Researchers at the International Crisis Group, a Brussels-based NGO, said Kenyan assessments indicated the mission should have up to 5,000 personnel and cost some $240 million per year.


The US is the largest known financial backer, having pledged up to $200 million. The US has said Guyana has also pledged funds, without saying how much.

Canada later followed this with a pledge of around $59 million, and France with some $3 million and a further $924,000 for French and Creole-language training for the mission.

However, as of March 5, a UN spokesperson said only $78 million had been formally pledged and less that $11 million deposited in its dedicated trust fund, from Canada and France. No new contributions were made since the state of emergency.

UN secretary-general Antonio Guterres has repeatedly called for more countries to offer funds and urged more support from French-speaking nations.

Both France and the US were recipients of a debt Haiti paid during more than a century over claims of property, including slaves, lost during the Haitian revolution.

Combined with loans taken to meet payments, a New York Times investigation estimated the “debt” cost Haiti billions of dollars, crippling development. It is the poorest country in the Western Hemisphere.


Several dozen more countries have made unspecified commitments of support, notably Spain and nearby Jamaica. The Miami Herald has reported commitments from Mongolia, Guatemala, Italy and Peru, and El Salvador said they had offered a “study mission” to share technical expertise learnt from the Central American country's own security crackdown.

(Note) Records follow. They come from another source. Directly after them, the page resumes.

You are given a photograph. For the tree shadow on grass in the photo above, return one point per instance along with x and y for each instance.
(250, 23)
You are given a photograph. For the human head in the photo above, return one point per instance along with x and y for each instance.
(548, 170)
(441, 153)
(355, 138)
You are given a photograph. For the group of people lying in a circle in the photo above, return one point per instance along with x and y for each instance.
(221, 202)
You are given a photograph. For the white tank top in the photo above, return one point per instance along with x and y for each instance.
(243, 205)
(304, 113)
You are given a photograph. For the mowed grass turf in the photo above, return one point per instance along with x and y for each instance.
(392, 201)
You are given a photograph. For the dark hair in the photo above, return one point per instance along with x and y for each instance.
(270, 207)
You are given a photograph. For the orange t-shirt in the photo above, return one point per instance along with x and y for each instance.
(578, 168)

It was unclear whether this mission took place.

The neighbouring Dominican Republic, while calling for deployment, has been clear it will not participate in the force and its president has said he would not allow Haitian refugee camps on its territory.

The country, which shares the island of Hispaniola with Haiti, has deported tens of thousands in the past year, and does not allow infants of Haitian migrants born in the country to have Dominican nationality.

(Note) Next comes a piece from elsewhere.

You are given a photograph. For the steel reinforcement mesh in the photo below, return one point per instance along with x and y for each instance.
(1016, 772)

The UN has authorised the so-called Multinational Security Support Mission to “take all necessary measures” against alleged gang members while collaborating with Haitian police to secure routes for humanitarian aid and ensure stringent measures to prevent further rights abuses.

Sinisa Vukovic, a senior conflict lecturer at Johns Hopkins University's School of Advanced International Studies, said that while the UN mandate clearly allowed for use of force against perpetrators of violence towards civilians, it was unclear what limits donor countries would impose on their troops.

Vukovic pointed to acts linked to MINUSTAH peacekeepers that resulted in the deaths and injuries of dozens of civilians, justified at the time as self-defence, but he said this suggested the mission had not been fully prepared to counter violence while keeping civilians safe.

“The real question is: What will be different this time?” Vukovic asked. “It is obvious that this will be a patched-together mission, shaped and conditioned by the political will of contributing countries.”